“WE’RE STILL ALL IN THIS TOGETHER”
George Osborne, announcing on 8 October 2012 that austerity will last until at least 2018
According to Gloucester’s Tory MP, Richard Graham, failing to push through a radical revamp of the benefits system would be “too awful to consider”. The Citizen reported that in a Common’s speech on the subject, Graham “hailed the controversial shake-up a ‘noble cause’. He claims the support of his constituents. The various attempts to demonise the jobless (especially the youth), the disabled, lone parents and migrant workers has borne fruit in some quarters.
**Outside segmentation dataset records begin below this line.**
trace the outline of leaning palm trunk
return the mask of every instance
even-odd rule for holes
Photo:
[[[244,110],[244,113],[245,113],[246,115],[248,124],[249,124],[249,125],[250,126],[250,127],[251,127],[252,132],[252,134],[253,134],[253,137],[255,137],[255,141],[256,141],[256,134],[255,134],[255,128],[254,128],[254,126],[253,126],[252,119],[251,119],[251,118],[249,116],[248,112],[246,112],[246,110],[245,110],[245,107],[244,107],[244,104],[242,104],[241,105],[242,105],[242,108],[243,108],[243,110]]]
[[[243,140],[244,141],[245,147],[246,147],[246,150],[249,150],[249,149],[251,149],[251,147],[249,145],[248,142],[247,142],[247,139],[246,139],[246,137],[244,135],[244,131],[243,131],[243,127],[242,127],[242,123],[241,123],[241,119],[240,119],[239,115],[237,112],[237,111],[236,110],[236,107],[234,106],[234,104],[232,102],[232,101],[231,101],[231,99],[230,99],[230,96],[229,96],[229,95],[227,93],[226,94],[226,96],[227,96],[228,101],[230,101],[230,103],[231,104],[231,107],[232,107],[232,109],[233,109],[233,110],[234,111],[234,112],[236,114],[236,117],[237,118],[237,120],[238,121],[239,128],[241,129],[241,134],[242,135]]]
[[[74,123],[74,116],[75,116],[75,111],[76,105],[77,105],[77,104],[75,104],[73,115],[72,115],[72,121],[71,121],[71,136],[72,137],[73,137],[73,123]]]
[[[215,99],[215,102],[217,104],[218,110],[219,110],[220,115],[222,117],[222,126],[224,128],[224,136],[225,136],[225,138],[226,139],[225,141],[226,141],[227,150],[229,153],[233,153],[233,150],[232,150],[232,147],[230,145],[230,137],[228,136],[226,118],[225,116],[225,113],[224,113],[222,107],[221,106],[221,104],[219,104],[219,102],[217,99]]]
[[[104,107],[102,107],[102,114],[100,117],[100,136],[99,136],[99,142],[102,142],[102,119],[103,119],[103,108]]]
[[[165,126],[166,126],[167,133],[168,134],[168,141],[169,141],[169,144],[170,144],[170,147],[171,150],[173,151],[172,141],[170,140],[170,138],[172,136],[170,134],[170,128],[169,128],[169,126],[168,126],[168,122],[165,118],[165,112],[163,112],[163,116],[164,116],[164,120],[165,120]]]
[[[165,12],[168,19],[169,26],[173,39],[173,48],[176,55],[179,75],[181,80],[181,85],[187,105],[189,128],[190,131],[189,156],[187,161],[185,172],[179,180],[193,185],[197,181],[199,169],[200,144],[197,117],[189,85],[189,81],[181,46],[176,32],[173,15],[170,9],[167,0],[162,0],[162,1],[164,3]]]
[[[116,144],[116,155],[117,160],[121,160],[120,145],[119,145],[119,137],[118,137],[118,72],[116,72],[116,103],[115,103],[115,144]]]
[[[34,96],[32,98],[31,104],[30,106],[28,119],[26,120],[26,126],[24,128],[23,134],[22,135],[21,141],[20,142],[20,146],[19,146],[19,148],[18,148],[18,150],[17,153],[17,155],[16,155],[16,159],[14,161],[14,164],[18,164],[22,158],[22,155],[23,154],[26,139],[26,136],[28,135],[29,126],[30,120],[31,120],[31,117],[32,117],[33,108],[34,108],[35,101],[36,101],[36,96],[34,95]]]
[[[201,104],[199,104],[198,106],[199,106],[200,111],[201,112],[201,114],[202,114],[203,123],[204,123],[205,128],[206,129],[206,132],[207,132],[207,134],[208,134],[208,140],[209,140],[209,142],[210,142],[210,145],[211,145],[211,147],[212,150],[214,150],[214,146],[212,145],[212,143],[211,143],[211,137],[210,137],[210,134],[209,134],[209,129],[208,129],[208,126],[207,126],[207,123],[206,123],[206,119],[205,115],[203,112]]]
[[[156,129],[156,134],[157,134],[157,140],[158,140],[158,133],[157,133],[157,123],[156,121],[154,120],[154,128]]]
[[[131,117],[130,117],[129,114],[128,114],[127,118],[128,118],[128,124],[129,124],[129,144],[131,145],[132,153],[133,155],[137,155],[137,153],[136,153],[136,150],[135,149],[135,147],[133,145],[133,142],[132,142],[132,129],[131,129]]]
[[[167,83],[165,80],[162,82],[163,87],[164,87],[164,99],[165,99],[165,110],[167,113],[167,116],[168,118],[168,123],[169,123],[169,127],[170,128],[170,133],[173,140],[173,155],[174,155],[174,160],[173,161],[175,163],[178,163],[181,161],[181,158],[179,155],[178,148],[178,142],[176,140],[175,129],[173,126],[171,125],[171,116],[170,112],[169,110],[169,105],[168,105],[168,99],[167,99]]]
Talk about “scroungers”, parasites, “people who think it is a lifestyle choice to sit on out-of-work benefit” (Osborne) is helping to fuel resentment and even hatred.
The government has repeated its determination to stamp out “welfare abuses”, “get tough on welfare” and get people “back to work”. Osborne said it can’t be right that people in work earn less than those who are idle. But he doesn’t mean the super-rich who can afford to retire at fifty, people like him or the rest of the Cabinet who inherit fortunes or make vast sums buying shares or cheap property – or any other spiv or speculator.
Many disabled people feel Labour set the ball rolling by its approach to assessing disabled people’s ability to work. The last government’s schemes aimed at reducing youth unemployment also left much to be desired and anyone expecting an improvement under Ed Miliband will be disappointed, One of his first speeches on becoming Labour leader affirmed “Labour – a party founded by hard working people for hard working people” would try to solve the problem of ‘people on benefits who aren’t bothering to work’, adding: “We will be a party that rewards contribution, not worklessness.”
All the mainstream political parties are shifting from the principles of the welfare state towards the concept of helping the deserving poor. This approach is reminiscent of Victorian attitudes towards the poor and vulnerable – CHARITY instead of RIGHTS.
So it should come as no surprise that party leaders at both the Labour and Tory Party conferences were talking about Britain being ONE NATION. But if you depend on a state pension, live on carers allowance, are disabled or receive only JSA to eke out an existence, this claim is hard to swallow – especially if you know that ten percent of the population own fifty percent of the wealth.